[results-processor] will overwrite files when extracting from a ZIP

[gsnedders]

In the following:

wpt.fyi/results-processor/processor.py

Lines 200 to 210 in d6339c4

	with zipfile.ZipFile(artifact, mode='r') as z:
	for f in z.infolist():
	if f.is_dir():
	continue
	basename = posixpath.basename(f.filename)
	if fnmatch.fnmatchcase(basename, 'wpt_report*.json'):
	path = z.extract(f, path=self._temp_dir)
	self.results.append(path)
	elif fnmatch.fnmatchcase(basename, 'wpt_screenshot*.txt'):
	path = z.extract(f, path=self._temp_dir)
	self.screenshots.append(path)

There's nothing stopping us from overwriting files that already exist when extracting, and it's hard to check for in advance given ZipFile.extract does some normalization of the path.

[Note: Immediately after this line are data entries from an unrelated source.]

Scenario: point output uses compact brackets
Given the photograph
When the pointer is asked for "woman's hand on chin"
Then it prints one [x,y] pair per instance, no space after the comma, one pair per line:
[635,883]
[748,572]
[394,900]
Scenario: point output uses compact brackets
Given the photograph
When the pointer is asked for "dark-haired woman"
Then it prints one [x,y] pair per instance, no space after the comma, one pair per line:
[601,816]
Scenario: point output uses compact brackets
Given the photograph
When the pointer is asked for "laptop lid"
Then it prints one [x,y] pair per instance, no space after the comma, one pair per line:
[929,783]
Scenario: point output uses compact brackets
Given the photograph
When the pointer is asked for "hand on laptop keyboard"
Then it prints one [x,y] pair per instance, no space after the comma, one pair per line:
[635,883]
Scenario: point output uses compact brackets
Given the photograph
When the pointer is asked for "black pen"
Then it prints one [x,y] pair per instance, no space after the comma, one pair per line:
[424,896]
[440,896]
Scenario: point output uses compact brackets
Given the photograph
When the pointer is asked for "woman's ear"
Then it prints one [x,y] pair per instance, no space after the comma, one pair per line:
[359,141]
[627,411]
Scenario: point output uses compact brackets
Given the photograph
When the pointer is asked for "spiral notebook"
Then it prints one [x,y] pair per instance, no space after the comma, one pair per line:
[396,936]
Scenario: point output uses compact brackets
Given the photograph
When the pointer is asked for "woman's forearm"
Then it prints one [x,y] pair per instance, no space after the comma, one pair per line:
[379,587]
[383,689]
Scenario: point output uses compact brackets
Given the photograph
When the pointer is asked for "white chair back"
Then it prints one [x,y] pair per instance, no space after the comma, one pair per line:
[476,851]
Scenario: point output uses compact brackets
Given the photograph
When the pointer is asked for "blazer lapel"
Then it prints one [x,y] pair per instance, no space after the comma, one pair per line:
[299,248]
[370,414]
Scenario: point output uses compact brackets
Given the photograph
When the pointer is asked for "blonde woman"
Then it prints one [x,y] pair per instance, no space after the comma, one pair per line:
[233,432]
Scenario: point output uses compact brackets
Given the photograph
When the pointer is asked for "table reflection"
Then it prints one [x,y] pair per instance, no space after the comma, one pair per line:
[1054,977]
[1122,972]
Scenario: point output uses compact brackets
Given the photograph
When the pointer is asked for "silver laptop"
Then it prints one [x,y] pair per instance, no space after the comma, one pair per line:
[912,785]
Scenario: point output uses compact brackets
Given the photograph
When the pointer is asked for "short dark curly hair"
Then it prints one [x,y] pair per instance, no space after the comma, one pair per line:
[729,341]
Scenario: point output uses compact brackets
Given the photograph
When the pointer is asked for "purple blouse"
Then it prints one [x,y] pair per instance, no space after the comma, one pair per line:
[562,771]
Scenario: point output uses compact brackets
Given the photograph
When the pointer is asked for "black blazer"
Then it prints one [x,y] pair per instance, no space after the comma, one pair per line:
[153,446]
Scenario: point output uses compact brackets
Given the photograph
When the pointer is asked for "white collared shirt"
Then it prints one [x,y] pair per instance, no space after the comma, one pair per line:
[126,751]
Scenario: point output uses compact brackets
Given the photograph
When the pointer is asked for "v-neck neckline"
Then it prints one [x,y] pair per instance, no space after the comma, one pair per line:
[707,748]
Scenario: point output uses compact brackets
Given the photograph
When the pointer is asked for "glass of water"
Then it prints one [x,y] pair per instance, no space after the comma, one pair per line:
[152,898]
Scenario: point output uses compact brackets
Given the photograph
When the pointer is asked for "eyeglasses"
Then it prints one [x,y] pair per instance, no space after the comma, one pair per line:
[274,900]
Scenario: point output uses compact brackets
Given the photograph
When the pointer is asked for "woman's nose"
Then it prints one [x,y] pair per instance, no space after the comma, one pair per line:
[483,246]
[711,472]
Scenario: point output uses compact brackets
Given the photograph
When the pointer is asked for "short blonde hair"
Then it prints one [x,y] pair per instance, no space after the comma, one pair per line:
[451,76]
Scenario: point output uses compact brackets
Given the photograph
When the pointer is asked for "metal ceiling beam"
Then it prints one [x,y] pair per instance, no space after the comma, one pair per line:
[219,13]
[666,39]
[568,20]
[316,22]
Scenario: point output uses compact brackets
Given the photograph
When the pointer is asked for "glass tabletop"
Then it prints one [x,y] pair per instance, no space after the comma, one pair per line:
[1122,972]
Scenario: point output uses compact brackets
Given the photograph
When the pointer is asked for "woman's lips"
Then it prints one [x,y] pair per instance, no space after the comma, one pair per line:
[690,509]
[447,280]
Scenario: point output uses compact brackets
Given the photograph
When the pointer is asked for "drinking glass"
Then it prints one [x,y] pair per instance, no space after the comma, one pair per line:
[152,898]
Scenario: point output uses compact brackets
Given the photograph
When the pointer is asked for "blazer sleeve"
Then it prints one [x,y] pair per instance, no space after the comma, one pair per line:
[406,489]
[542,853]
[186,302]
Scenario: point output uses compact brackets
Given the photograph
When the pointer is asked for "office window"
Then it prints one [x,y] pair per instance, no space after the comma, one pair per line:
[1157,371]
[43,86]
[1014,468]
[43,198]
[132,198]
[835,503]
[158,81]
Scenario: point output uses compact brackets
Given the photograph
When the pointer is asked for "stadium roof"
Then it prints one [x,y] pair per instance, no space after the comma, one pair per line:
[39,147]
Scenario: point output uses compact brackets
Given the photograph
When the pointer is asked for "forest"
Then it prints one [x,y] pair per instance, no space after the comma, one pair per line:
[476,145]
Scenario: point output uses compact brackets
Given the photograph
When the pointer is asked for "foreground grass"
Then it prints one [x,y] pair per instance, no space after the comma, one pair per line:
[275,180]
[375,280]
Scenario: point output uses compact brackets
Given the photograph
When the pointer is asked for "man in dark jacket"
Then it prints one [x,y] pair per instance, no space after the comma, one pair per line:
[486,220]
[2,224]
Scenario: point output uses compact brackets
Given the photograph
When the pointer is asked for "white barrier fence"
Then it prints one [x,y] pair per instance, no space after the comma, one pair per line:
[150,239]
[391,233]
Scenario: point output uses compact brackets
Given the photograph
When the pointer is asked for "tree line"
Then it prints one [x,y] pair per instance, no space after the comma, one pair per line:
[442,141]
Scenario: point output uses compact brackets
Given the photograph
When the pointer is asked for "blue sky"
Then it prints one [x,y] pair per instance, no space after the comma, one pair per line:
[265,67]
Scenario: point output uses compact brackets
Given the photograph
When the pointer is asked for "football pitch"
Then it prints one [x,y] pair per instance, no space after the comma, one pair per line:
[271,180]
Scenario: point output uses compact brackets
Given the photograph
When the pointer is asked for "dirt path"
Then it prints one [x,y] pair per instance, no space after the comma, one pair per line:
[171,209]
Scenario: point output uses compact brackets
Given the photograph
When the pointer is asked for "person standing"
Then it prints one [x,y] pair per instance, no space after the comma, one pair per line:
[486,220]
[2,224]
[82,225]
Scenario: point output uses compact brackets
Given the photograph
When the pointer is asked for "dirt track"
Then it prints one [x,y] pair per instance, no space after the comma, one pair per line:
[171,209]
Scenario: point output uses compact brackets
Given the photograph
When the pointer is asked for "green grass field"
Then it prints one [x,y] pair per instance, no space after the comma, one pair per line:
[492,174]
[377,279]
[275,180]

This would be bad if someone uploaded archive1.zip and archive2.zip, both containing wptreport.json and wptscreenshot.txt, which feels like a totally sensible thing to do.

We should probably just create a new temporary directory within self._temp_dir (via tempdir.mkdtemp(dir=self._temp_dir) for each archive file we're processing, and extract into that. This still isn't totally safe, but for there to be any risk you really need someone trying to be malicious.